When the above-explained mechanism occurs with private sector actors (Wal-Mart, the foreign manufacturer, and the banks) all behaving in a self-interested manner aimed toward their goal of generating a profit, the currency markets generally provide a valuable role in societies as a regulator of trade and a measure of the attractiveness of various possible non-domestic sources of goods and services. As a positive externality, foreign competitive goods force domestic producers to maintain competitiveness in quality, and may in fact force superior product innovation, as I believe has occurred in the case of German automobiles. For multi-year periods and possibly multi-decade periods, Germany's post-WWI-reparations-driven fear of currency weakness has probably played some role in its high-quality automobiles and high-quality manufactured products track record more broadly.
In contrast to the benefits of free market currency externalities, when nations intervene in currency markets (such as the recent trends globally), protectionism rears its ugly head with regard to quality of goods and services produced in the absence of other nations responding. Moreover, if other nations do respond with protectionist currency actions, those domestic workers without assets whose nominal values are correlated positively with currency weakening actions may experience a negative impact on their standard of living as their nominal expenses rise more rapidly than their nominal wages. Thus, currency wars likely benefit politicians and currency bureaucrats who are seen as 'protecting' their employers and citizens jobs, but in reality drive further widening of the wealth gap.

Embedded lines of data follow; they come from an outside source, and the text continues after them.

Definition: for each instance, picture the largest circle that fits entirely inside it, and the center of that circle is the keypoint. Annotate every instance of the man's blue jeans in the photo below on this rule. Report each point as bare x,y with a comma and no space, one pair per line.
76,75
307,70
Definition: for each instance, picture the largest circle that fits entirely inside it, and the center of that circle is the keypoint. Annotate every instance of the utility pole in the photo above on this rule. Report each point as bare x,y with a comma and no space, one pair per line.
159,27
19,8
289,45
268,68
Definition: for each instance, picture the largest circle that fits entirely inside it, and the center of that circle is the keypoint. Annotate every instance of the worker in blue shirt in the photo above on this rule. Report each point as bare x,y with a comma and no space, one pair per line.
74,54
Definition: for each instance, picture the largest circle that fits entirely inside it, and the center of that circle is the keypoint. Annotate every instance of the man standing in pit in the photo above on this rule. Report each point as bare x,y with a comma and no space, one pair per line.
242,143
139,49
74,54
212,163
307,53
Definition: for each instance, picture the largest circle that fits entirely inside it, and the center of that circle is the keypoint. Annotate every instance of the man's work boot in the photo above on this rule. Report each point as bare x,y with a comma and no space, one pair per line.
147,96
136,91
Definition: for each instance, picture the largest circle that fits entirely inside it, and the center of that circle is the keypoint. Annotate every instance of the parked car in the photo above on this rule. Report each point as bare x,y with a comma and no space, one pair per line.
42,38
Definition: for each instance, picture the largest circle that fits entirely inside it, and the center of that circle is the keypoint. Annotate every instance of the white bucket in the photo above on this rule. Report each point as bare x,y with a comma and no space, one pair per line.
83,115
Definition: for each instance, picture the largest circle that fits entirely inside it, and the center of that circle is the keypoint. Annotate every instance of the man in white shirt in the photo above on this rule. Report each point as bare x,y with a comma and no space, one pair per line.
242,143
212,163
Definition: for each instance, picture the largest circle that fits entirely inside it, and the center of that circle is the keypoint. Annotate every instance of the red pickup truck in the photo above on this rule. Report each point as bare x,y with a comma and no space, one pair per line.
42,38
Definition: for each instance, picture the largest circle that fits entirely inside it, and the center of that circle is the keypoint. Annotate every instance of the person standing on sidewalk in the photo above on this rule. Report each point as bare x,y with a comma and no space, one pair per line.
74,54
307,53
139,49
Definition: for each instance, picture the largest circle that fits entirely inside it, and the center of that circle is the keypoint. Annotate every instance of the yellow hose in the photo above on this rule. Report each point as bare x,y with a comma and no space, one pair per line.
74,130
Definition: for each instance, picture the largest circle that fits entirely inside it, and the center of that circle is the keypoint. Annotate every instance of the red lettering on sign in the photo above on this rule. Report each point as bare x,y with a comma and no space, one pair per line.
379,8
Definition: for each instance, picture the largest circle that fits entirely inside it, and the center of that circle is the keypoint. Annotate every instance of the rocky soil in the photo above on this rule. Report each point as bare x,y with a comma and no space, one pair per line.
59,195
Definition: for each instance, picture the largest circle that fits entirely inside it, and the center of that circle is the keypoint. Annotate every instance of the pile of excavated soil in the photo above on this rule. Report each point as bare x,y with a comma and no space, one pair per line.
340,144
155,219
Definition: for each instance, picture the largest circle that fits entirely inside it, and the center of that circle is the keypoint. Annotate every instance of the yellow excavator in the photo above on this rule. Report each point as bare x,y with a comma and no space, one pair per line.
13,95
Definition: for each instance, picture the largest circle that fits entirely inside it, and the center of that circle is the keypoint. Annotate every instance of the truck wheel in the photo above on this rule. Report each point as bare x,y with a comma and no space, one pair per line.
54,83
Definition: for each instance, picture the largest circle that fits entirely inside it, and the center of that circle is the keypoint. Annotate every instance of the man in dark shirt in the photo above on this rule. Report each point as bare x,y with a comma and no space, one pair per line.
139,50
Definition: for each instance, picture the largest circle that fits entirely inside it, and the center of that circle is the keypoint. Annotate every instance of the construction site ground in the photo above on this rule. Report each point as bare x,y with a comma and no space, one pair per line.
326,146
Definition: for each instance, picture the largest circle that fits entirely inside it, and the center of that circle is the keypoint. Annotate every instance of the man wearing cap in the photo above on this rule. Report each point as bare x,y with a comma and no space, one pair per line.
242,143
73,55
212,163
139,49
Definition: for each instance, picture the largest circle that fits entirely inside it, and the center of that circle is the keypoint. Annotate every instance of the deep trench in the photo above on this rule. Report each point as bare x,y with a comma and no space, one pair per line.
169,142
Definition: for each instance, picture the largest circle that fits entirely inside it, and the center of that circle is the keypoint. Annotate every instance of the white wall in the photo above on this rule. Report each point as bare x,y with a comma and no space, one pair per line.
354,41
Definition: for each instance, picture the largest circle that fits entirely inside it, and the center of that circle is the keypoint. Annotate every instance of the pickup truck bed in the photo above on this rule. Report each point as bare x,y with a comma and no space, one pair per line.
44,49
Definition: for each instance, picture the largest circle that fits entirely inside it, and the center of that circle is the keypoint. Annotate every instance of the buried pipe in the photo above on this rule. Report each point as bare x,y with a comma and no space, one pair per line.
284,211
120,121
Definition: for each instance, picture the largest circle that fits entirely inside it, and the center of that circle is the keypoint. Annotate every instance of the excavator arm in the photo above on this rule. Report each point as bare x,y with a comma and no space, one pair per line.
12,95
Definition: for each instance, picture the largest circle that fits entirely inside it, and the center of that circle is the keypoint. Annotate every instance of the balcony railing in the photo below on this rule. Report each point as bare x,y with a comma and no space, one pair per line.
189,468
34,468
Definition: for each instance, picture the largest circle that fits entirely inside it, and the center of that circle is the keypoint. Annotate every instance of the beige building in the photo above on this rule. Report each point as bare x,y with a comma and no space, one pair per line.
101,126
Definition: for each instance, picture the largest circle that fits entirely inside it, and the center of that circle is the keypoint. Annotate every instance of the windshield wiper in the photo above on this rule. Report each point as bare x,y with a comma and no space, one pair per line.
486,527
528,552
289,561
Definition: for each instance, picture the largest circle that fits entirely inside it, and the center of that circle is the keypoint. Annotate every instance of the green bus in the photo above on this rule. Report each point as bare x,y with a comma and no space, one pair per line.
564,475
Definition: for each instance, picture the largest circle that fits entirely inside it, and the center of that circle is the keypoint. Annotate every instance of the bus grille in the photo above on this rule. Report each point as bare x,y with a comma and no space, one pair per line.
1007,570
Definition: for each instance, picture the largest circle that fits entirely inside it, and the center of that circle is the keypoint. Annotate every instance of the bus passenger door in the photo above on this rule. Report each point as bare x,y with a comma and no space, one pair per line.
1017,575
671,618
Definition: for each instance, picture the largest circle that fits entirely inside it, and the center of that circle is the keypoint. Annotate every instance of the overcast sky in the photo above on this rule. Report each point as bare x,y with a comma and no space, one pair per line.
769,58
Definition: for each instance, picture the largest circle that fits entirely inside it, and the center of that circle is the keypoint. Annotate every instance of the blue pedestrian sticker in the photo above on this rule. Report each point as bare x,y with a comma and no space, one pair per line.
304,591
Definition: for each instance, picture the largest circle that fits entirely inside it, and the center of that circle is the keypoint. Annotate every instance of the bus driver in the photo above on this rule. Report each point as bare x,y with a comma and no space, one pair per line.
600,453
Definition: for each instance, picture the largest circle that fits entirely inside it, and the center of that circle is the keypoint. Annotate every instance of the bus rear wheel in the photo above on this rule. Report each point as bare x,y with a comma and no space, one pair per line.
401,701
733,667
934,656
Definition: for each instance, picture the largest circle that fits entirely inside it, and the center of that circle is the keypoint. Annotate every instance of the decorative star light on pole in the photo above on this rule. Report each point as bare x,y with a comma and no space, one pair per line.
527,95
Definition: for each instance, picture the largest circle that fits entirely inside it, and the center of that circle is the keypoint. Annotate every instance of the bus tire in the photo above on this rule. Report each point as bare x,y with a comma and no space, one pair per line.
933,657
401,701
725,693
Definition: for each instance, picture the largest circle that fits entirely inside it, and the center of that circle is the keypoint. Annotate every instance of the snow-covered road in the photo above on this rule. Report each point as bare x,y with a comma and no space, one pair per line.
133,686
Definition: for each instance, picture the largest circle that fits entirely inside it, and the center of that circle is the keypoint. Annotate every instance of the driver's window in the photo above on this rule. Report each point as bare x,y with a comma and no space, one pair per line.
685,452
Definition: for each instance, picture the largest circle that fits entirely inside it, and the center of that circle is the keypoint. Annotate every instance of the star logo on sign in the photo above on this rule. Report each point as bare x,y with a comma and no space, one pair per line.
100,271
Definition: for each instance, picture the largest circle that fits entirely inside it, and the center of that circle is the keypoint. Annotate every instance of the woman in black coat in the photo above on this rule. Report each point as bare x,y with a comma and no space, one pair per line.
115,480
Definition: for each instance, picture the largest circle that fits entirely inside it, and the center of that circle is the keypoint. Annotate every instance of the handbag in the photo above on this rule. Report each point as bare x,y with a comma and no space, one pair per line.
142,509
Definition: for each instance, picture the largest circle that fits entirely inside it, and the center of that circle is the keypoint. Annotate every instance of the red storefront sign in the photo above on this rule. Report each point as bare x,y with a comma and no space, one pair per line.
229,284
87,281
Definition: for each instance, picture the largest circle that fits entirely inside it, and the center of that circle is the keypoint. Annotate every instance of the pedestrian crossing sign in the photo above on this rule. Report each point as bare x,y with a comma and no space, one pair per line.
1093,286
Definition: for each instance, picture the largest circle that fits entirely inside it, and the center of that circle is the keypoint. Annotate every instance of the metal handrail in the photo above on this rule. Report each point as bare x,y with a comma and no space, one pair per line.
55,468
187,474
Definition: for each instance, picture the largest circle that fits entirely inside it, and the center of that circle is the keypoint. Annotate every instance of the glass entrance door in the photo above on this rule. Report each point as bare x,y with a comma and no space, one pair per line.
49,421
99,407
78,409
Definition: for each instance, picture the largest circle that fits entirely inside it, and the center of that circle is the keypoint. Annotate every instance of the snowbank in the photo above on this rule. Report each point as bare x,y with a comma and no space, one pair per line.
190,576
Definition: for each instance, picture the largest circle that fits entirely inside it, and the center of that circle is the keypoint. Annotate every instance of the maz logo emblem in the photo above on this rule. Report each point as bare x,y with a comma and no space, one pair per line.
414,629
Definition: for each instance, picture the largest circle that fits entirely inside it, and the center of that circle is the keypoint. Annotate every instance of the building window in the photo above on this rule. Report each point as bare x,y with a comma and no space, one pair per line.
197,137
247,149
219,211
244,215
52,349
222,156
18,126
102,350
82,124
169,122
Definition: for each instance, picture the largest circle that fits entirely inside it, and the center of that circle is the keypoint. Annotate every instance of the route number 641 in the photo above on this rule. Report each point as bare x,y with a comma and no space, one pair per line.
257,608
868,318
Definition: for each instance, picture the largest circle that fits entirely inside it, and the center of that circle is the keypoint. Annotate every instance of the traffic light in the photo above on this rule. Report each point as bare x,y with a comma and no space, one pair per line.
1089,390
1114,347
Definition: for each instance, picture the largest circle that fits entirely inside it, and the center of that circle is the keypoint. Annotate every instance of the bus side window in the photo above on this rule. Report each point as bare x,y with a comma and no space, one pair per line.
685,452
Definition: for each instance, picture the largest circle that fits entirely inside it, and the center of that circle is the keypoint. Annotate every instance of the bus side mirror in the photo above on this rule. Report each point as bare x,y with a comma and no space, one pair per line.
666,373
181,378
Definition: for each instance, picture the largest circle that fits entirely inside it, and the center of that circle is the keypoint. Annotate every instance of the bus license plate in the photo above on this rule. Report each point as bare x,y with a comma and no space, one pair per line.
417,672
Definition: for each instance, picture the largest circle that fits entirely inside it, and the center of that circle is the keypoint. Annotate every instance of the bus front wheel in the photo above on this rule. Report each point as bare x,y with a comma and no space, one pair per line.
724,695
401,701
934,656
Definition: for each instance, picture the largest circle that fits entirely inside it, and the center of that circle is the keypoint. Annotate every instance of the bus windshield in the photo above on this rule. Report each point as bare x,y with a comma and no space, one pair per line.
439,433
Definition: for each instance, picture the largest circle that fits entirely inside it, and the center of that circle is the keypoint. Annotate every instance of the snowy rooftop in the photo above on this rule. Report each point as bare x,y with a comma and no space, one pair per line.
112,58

So that is enough on currency at this time. I believe that we have been in a currency war globally for more than a year since the European Central Bank began quantitative easing. More recently, the Chinese Central Bank has joined the party. At the same time, sociologists around the world seemingly write endlessly about the growing wealth gap. And yet few, if any, relate the growing wealth gap to currency policies. I think that lake of intellectual connection will dissipate in coming quarters and years.
Friday, August 14, 2015
Week of 8.10.15: The Most Interesting, but Under-covered Event of this Week - U.S. Treasury Bond Auction Demand
The most interesting, but under-covered, newsworthy item of the week was the weak auction of U.S. Treasury bonds during this past week. While one weak auction does not make a trend, this is an area worth some vigilance, given the U.S. federal budget levels that require periodic debt re-financings or pure new issuances to fund deficits. The weak demand is by no means a trend, but merely a data point.
A Philosophy
Absolute Value is a philosophy. It is a practical philosophy because it relates investing decisions to economics, which some believe is an academic arena. However, over the course of most of history, as I have read it, all investment opportunities are ultimately valued relative to the perceived risk-free investment opportunity. Currently, as of August 14 in 2015, the 'perceived' risk-free interest rate is reflected in U.S. Treasury bonds, and specifically the 10-year U.S. Treasury Bond that yields roughly 2 - 2.5% in recent months. In my view, successful investors will have proprietary processes for evaluating investment opportunities relative to the currently-perceived 'risk-free' rate of return.